今朝、我が家は盛大な母のガチギレで幕を開けた話を聞いてほしい。
事の発端は、昨日、予備校の先生から娘が言われた一言だった。
「自己採点の結果、なかなか厳しい戦いだね~!」
プロとして、データを元に発したであろうその客観的な事実。
しかし、娘はその言葉を 攻撃と受け取った。
「あの言い方ひどすぎない!?まだ全部の正式な判定が出てないのに」
「めっちゃやる気を削がれた。ショッピングモールで爆買いしたい」
と激昂し、あろうことか勉強そのものを放棄してふてくされたのだ。
目の前には、2次と私大の試験に向けた手付かずの参考書。
口から出るのは「先生の言い方悪い」、「難化した問題が悪い」という呪詛ばかり。
私はその姿を見て、腹の底から怒りが湧いた。
しかも。
最近は当たり前のように朝、起きてこない。
アラームをとめ、二度寝、三度寝。
私が起こしにくるのが当然になっている。
「起きられなかった保険として親に起こしてもらう」という約束が変わっている。
おまえの受験だろうが!
スタートから気持ちで負けてるんじゃない!
受験生はナイーブだ、親はぐっとこらえてサンド
バッグになれ、と世間は言う。
だから耐えてきた。
だが、それは 「自分と向き合って戦っている子」に限る話だ。
娘の態度は、傷ついているのではない。
「共通テストが予想よりダメだった時の言い訳」を、必死にかき集めているだけなのだ。
「先生にひどいことを言われてメンタルが崩れたから落ちた」
「試験が難化したせいだ」
というシナリオを作れば、 自分の実力不足という一番痛い現実を直視しなくて済む。
自分を守るために他人を悪者にする。
これを「他責思考」と呼ぶ。
今日、突きつけられる判定がどんなものであろうが、それは娘が積み重ねてきた結果のすべてだ。
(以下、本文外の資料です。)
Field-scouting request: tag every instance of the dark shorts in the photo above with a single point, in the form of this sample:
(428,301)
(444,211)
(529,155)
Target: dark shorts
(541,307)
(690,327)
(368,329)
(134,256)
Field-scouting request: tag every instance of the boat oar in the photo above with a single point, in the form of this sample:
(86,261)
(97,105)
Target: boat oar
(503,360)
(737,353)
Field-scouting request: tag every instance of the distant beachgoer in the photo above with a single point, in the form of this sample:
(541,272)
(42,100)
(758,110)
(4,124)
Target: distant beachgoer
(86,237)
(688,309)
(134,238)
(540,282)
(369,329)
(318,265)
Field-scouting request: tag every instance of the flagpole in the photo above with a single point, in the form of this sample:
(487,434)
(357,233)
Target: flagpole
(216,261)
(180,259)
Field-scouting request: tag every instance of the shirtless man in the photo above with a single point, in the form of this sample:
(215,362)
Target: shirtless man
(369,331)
厳しいことを言うようだが、受験に限らず、社会に出ればもっと理不尽なことは山ほどある。
上司の言い方が気に入らないから仕事をしない?
取引先の態度が悪いから契約を取らない?
そんな子供じみた 他責が通用するほど、人生の仕組みは甘くない。
他責思考の人間と関わりあうと、愚痴と批判しかない。自身の内面に向き合わないから。
すべては自己責任 この当たり前のルールを受け入れた人間だけが、試験に限らず、人生の岐路を自分の足で切り抜けていける。
チャッピーは耳障りのよい励ましをいくらでもしてくれる。
だが、一切、責任はとってくれない。
現実をみて戦うのは娘以外いないのだ。
今日、国立大学を目指す娘の東進・駿台ベネッセ・河合塾という三大予備校の「共通テストリサーチ判定」と、大学入試センターから共通テストの平均点(中間集計)が出揃った。
この判定を持って予備校の門をくぐる娘よ。
「厳しい戦い」と言った先生は、意地悪をしているのではない。
「現実を見ろ」「それを基本に綿密な戦略をたてろ」と教えてくれたプロの言葉だ。
その言葉に腹を立てて止まるのか、それとも「じゃあ2次で巻き返しをどうするか」と歯を食いしばるのか。
燃え尽きて過去の敗因を考えている暇はない。
ましてやそれを他人に転嫁して【とりあえず】の安心や言い訳など全く、意味がない。
言い訳やプロセスなんて不要。
結果がすべて。それが受験だ。
親であっても他人を変えることはできない。
ただ一つ言えるのは、「人のせいにしている人間に、桜が咲く春は来ない」ということだけだ。
現実を直視し、2次の対策の勝算をあげる計画に切り替える。
共通テスト以上に全力投球するだけだ。